The problems posed by bad patent actors are best dealt with by the market 13 Jun 14
In the debate around US patent reform – both while it was being considered in Congress and after it was taken off the agenda by Senator Leahy – several members of the patent community have voiced the opinion that the market is best placed to handle the issues that legislators tried to address. Through a mixture of self regulation and new business models, the argument goes, the patent community can deal with the issues much more effectively than Congress ever could.
Of course, this is not a view shared by the patent owners and advocacy groups who want legislation to remedy what they believe are damaging aspects of the patent system, such as frivolous demand letters. But the point is worth considering again in light of a paper published last month by the Juelsgaard Intellectual Property & Innovation Clinic at Stanford Law School, entitled ‘Hacking the patent system – a guide to alternative patent licensing for innovators’.
In the paper, Stanford students Marta Belcher and John Casey outline the various options available to start-ups to protect themselves from litigation. The authors provide a brief overview of the three main defensive patent aggregators – Unified Patents, AST and RPX – and the various patent pledges from the likes of the Defensive Patent License, the Open Invention Network, Twitter and Google, which offer some level of defence from legal action.
One reading of the paper - which was supported by the Electronic Frontier Foundation, the Open Invention Network and Engine - is that it actually adds some weight to the market forces argument. This is not the paper’s purpose but, while some of the language used to describe the state of the patent system is a little hyperbolic, it does highlight the growing number of options available to new businesses concerned by the threat of lawsuits.

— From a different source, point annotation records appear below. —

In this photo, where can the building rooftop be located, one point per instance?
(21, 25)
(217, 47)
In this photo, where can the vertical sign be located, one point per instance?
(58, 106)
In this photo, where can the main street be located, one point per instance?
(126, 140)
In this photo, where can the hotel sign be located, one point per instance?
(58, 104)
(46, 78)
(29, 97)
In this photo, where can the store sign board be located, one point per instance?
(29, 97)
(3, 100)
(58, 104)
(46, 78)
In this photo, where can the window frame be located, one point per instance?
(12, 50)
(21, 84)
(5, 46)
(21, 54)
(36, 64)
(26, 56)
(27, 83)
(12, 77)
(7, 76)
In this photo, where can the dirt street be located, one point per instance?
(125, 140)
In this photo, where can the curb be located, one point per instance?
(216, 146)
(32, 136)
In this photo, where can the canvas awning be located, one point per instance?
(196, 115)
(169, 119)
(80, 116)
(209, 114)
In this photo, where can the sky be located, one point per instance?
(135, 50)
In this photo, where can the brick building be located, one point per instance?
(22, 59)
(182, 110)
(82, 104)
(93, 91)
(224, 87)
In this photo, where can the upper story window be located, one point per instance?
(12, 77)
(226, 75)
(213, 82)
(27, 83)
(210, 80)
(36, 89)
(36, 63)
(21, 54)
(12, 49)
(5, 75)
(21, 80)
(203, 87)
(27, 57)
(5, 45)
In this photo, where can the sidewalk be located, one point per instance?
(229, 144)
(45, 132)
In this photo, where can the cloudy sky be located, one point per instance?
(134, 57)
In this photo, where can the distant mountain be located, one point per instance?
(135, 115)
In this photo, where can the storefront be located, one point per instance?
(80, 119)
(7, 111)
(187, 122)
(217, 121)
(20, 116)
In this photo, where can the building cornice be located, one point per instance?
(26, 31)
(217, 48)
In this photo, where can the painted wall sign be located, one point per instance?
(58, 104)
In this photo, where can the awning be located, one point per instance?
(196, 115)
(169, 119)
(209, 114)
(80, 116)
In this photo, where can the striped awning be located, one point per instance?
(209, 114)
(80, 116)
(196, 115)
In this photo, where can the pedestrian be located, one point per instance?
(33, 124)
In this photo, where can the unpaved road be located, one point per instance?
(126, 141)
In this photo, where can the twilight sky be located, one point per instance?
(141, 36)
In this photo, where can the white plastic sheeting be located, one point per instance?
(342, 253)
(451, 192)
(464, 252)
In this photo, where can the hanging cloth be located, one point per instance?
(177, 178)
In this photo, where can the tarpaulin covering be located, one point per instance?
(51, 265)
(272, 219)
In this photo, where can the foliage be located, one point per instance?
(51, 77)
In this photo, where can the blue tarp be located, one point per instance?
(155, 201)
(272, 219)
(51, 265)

In many ways there are parallels to be drawn with some of the steps that a few NPEs have taken recently to commit to a series of best practices and encourage greater self-regulation. Conversant, Finjan and, most recently, Dominion Harbor Group have all announced best practice principles that they now promise to adhere to.
Some may see this view as particularly naïve and, ultimately, some of the most extreme examples of patent troll-like behaviour may have to be dealt with by legislation. But, if recent experience in Washington DC has taught us anything, it’s that if you leave it up to Congress then you might be waiting quite a time, while what the politicians come up with could well be sub-optimal to say the least – with the potential to do significant harm to any number of innocent parties, most of them SMEs. The quickest solution is for those affected to take the initiative and promote solutions from within. And that goes for both sides of the debate.